Puhti virtual rasters
CSC has added virtual rasters to NLS 2m and 10m elevation models and infrared ortophotos in Puhti. There are two variants of virtual rasters for the elevation models:
-
The direct virtual rasters contain directly the source tif images without any hierarchical structure, overviews or pre-calculated statistics. The direct virtual raster is meant for using only in scripts. It should not be opened in QGIS, unless zoomed in and need to open only a few files etc:
- 2m DEM:
/appl/data/geo/mml/dem2m/dem2m_direct.vrt
- 10m DEM:
/appl/data/geo/mml/dem10m/dem10m_direct.vrt
- infrared orthophotos:
/appl/data/geo/mml/orto/infrared_3067/infrared_euref_direct.vrt
- 2m DEM:
-
The hierarchical virtual raster is mainly for viewing purposes for example with QGIS. It has a hierarchical structure where a virtual raster for each folder contains all the data stored in that folder and it's subfolders. The hierarchical file structure also contains statistics (min, max, mean, stddev) and overviews for each vrt file, which enables a fairly responsive viewing of the entire DEM dataset for example in QGIS. This way the whole dataset can be easily viewed at different zoom levels. You may use the lowest level virtual raster (for example M41 in the 2m DEM) also in scripts, higher level virtual rasters may cause computational errors.
- 2m DEM:
/appl/data/geo/mml/dem2m/dem2m_hierarchical.vrt
- 2m DEM:
Puhti: create virtual rasters of DEM for custom area
In some cases it might be useful to create virtual rasters that cover only your study area or some part of it. CSC has made a Python script for creating virtual rasters for custom area from NLS 2m and 10m DEM datasets in Puhti. It's used in the following way:
module load geoconda
python /appl/soft/geo/vrt/vrt_creator.py dataset polygon_file output_directory
Supported dataset values are: dem2m, dem10m and demCombined. The last option prefers 2m DEM whenever it's available and interpolating rest of the areas to 2m resolution from 10m DEM using bicubic interpolation.
Optional arguments:
- -i: create individual vrt for each polygon, default behavior is to create one vrt covering all polygons.
- -o: create overviews
- -p: output name prefix
Spatial data in Allas
CSC computing services users are welcome to share spatial data in Allas with other users, if the data license terms allow this.
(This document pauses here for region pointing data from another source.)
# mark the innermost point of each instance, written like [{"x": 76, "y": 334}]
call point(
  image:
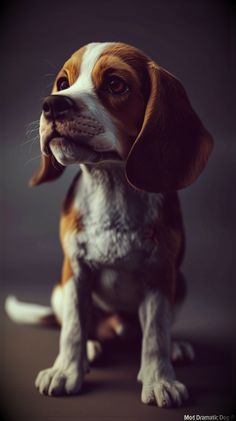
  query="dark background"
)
[{"x": 194, "y": 40}]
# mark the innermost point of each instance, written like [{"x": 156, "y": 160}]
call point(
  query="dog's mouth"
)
[{"x": 67, "y": 150}]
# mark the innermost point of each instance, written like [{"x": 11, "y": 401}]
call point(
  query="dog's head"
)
[{"x": 112, "y": 102}]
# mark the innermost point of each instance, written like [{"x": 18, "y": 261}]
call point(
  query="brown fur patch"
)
[{"x": 71, "y": 68}]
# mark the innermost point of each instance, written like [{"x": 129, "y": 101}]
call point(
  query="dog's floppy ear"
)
[
  {"x": 48, "y": 171},
  {"x": 172, "y": 147}
]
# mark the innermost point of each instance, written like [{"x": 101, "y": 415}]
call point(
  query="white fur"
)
[
  {"x": 22, "y": 312},
  {"x": 157, "y": 375},
  {"x": 82, "y": 91},
  {"x": 66, "y": 374}
]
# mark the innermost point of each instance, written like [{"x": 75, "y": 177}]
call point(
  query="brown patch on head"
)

This is a community service, meaning that any CSC user is welcome to contribute and add data to Allas. The data buckets in Allas are owned by data collaborators. If you would like some share some data you have in Allas, and would like the dataset be added to this page, contact CSC Servicedesk
Currently available:
- Sentinel2 2A level images. Maria Yli-Heikkilä (LUKE) has downloaded data of Finland from vegetation period (ca 10.5.-1.9.) in 2016-2020.
For using data in Allas, see CSC webinar about Allas and geospatial data and Using geospatial files directly from cloud, inc Allas tutorial. The easiest way to find Sentinel data stored in Allas is with Paituli STAC.
License and acknowledgement
In general all datasets have an open license, but the exact terms vary a bit, mostly CC-BY-4.0 licenses are in use. Check the readme-files for further info.
Please acknowledge the data producer according to license terms as well as CSC and Geoportti in your publications, it is important for project continuation and funding reports. If you use data provided in Allas, please also acknowledge the person sharing the data. As an example, you can write "The authors wish to thank CSC - IT Center for Science, Finland (urn:nbn:fi:research-infras-2016072531) and the Open Geospatial Information Infrastructure for Research (Geoportti, urn:nbn:fi:research-infras-2016072513) for data provision".